Progressive disclosure. Keep SKILL.md under 500 lines. Put detailed reference material in references/ subdirectories. Put scripts in scripts/. The model reads SKILL.md on trigger and only loads bundled resources when needed.
Explain the why. Today's LLMs respond better to reasoning than to rigid ALWAYS/NEVER rules. Explain why each instruction matters so the model can generalize to edge cases.
Examples over abstractions. Include concrete input/output examples. They're worth more than paragraphs of description.
Look for repeated patterns. If test runs independently produce similar helper scripts, bundle that script into the skill. Write it once in scripts/ and reference it.
Iteration philosophy
When improving a skill after user feedback:
- Generalize from the specific feedback. The skill will be used across many prompts, not just the test cases. Don't overfit.
- Keep it lean. Remove instructions that aren't pulling their weight. Read the test transcripts — if the skill is making the model waste time, cut those parts.
- Explain the why. If you find yourself writing ALL-CAPS MUST/NEVER, reframe as reasoning the model can internalize.

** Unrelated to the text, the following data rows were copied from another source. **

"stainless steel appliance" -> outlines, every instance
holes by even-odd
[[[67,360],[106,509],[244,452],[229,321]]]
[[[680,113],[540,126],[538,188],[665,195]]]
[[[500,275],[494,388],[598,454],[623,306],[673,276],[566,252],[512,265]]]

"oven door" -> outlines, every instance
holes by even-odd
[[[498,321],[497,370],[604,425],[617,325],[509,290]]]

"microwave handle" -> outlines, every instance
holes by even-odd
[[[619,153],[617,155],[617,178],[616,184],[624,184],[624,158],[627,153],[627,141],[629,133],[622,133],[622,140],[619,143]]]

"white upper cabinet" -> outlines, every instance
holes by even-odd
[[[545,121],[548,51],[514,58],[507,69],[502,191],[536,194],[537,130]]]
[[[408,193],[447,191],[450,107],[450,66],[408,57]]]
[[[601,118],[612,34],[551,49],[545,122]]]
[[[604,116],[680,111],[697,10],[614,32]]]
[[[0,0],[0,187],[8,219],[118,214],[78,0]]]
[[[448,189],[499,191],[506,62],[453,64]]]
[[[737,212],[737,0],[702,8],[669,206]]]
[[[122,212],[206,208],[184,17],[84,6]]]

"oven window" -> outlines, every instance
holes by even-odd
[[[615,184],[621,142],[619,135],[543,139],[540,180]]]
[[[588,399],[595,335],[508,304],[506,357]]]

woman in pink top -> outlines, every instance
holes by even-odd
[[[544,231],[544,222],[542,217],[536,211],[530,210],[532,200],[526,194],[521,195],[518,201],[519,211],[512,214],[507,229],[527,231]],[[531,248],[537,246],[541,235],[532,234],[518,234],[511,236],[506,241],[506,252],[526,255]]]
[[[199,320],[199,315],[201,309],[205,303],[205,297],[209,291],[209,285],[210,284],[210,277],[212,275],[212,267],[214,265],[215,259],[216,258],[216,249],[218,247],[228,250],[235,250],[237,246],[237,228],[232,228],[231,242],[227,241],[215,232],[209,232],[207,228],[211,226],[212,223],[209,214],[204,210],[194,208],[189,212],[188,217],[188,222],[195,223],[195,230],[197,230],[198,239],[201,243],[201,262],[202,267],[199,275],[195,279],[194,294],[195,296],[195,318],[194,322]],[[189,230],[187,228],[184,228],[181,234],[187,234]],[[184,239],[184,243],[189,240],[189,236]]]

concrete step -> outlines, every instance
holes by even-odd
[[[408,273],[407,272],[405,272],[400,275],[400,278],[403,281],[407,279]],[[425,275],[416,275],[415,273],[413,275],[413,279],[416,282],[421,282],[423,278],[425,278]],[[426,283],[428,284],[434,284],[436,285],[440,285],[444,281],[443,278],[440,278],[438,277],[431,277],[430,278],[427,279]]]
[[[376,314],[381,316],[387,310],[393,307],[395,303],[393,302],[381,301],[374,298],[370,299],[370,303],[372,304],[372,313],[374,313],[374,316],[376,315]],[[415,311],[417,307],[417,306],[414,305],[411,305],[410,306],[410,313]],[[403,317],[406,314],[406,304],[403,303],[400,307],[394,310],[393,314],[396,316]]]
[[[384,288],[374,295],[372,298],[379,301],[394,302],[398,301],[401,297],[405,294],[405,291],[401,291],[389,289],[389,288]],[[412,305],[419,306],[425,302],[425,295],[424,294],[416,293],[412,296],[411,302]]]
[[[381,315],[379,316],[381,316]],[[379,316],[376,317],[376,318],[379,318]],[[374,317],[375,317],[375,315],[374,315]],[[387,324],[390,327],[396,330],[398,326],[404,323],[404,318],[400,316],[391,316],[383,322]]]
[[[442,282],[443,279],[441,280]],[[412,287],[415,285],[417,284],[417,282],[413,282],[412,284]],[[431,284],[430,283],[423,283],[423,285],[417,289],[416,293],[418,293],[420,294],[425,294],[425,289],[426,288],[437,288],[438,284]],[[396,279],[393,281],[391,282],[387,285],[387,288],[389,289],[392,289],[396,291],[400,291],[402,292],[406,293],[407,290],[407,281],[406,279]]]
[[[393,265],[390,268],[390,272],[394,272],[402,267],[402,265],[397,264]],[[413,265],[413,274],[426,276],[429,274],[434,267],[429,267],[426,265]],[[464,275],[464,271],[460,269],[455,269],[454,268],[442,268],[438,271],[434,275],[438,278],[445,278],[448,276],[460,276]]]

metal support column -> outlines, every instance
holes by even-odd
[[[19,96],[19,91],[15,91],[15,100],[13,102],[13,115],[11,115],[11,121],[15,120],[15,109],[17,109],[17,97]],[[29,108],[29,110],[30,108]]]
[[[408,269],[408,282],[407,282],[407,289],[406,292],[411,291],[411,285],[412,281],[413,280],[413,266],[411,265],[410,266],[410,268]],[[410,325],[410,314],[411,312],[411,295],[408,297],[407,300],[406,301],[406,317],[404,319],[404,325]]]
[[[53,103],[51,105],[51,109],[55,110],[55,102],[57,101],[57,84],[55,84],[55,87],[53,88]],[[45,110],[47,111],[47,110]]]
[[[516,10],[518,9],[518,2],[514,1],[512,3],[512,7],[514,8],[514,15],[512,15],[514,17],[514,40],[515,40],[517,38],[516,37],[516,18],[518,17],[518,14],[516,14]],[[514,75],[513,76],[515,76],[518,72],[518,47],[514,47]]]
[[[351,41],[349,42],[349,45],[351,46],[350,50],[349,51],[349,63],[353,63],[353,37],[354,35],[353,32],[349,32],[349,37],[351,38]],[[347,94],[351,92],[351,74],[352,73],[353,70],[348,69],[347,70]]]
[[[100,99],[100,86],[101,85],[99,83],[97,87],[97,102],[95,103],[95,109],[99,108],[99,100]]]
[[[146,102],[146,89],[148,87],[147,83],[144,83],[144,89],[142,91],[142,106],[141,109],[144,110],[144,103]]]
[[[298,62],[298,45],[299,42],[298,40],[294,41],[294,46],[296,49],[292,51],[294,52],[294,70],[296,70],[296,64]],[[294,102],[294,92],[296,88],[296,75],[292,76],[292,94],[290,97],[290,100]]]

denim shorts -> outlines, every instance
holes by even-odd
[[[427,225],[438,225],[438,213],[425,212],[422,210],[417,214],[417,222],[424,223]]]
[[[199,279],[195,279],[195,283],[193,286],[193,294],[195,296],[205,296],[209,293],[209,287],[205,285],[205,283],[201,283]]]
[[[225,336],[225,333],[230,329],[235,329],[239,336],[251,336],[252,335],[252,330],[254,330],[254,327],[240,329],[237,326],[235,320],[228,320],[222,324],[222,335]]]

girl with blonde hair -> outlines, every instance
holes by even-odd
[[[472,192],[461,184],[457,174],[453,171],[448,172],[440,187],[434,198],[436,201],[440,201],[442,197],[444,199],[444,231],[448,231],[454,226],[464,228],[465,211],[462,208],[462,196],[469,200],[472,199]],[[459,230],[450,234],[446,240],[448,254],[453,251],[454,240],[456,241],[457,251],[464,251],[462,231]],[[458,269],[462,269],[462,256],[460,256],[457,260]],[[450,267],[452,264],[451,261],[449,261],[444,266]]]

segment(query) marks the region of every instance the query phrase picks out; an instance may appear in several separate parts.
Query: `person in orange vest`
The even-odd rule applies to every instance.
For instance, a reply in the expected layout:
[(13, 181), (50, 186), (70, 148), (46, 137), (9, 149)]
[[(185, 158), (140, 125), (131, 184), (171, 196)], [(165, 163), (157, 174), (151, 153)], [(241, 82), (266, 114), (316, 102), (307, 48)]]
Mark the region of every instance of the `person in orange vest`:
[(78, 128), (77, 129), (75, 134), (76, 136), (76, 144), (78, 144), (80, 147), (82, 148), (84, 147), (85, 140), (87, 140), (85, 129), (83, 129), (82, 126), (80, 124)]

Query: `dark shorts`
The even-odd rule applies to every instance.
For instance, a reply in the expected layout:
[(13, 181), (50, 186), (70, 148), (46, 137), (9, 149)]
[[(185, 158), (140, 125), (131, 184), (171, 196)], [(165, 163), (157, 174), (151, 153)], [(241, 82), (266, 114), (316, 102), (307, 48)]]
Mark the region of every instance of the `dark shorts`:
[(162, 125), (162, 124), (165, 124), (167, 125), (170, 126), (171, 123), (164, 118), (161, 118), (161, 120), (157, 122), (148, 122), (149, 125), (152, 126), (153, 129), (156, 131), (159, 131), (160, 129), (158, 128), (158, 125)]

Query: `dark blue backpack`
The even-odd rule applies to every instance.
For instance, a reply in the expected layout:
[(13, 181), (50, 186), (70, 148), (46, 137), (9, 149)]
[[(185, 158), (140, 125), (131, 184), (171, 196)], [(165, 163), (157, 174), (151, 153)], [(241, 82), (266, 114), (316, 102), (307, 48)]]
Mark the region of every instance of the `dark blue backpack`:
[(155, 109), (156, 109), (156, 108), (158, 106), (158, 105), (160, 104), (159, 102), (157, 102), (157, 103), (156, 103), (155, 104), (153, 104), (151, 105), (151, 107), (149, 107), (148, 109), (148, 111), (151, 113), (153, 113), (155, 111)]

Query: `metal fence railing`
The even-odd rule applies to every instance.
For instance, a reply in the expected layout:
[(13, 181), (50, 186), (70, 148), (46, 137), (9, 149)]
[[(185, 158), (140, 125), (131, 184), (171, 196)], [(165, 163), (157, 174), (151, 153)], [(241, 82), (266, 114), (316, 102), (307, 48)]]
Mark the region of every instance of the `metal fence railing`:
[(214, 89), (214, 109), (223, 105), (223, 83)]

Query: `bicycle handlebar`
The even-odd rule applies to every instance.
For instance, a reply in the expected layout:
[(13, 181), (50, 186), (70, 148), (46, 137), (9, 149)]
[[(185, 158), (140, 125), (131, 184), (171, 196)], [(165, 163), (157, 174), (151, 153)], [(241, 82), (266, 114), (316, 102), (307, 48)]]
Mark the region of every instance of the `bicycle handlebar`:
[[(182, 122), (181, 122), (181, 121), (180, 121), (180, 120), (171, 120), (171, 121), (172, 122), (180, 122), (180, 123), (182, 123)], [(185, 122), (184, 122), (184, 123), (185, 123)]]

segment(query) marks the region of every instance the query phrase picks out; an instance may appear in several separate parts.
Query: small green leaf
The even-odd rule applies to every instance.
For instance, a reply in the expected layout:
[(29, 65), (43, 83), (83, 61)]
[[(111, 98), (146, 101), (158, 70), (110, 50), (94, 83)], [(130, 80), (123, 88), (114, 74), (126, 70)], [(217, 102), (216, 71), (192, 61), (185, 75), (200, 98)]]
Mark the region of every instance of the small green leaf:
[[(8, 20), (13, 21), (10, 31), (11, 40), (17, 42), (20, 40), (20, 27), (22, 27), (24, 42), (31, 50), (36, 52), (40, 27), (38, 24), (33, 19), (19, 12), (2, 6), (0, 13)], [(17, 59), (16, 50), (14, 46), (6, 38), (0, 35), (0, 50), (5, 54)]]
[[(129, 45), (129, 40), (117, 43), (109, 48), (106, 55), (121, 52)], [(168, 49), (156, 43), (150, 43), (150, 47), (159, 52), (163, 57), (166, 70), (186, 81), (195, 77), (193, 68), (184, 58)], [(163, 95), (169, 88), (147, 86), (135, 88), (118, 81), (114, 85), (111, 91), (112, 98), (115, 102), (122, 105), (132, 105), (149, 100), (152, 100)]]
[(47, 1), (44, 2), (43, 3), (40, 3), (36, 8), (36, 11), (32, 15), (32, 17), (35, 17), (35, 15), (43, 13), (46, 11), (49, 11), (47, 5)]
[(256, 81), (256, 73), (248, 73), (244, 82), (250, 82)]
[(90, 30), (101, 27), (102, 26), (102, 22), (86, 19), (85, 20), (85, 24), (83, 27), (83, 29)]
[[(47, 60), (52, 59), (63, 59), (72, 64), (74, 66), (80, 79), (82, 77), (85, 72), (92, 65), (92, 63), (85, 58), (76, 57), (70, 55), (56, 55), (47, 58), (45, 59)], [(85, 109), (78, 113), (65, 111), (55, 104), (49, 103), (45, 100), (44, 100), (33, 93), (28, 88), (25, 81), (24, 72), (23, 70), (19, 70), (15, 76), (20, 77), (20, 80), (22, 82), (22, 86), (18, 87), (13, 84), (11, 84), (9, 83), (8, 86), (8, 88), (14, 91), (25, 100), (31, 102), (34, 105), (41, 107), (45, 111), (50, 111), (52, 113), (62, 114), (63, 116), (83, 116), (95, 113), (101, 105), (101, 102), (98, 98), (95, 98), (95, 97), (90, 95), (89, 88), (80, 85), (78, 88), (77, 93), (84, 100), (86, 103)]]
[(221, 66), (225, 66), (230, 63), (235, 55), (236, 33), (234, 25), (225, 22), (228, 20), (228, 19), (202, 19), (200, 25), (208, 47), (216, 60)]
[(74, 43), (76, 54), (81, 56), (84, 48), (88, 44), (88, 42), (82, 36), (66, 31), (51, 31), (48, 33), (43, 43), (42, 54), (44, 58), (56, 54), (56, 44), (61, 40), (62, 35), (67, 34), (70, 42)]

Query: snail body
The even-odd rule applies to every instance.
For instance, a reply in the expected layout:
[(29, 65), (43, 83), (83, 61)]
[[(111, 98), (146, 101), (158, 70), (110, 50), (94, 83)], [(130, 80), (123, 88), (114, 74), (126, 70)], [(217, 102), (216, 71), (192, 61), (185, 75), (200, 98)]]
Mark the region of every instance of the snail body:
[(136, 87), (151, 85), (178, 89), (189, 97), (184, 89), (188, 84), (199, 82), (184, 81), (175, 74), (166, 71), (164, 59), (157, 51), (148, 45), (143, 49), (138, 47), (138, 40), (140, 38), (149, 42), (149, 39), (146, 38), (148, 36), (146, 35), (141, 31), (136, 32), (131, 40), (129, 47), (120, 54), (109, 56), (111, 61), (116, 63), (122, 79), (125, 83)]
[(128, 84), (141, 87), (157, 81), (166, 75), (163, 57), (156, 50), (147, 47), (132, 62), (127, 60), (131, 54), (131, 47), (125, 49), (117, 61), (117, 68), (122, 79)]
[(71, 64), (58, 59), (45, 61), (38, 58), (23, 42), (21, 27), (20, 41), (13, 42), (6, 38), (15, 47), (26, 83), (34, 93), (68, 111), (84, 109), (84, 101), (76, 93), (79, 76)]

- Draft, then revise. Write the improvement, then read it fresh and tighten it.
Workspace layout
Test results and artifacts are organized in <skill-name>-workspace/ alongside the skill:
<skill-name>-workspace/
evals/
evals.json # Test prompts and assertions
iteration-1/
eval-0-<descriptive-name>/
with_skill/
outputs/ # Files produced with the skill
grading.json # Assertion pass/fail results
timing.json # Tokens and duration
without_skill/
outputs/ # Baseline outputs
grading.json
timing.json
eval_metadata.json # Prompt, assertions for this eval
benchmark.json # Aggregated metrics
benchmark.md # Human-readable summary
feedback.json # User feedback from the viewer
iteration-2/
...
Quick start for improving an existing skill
If the user has an existing skill they want to improve, pass it via the existing_skill_path input:
cpf run -f workflows/skill-creator.yaml --input '{
"skill_name": "my-skill",
"intent": "Improve test coverage and fix edge case handling",
"existing_skill_path": ".claude/skills/my-skill"
}'
The workflow will snapshot the existing skill for baseline comparison, then iterate.
Tips
- The workflow handles orchestration; each agent step does the actual work (reading code, writing files, running tools).
- Always use
generate_review.py from the reference path — never write custom HTML for the viewer.
- For headless environments, pass
--static <output.html> to generate_review.py.
- The
--previous-workspace flag on generate_review.py enables iteration-over-iteration comparison.
- If subagents aren't available, run test cases inline (less rigorous but still useful with human review).
- Description optimization requires the
claude CLI (claude -p). Skip it if not available.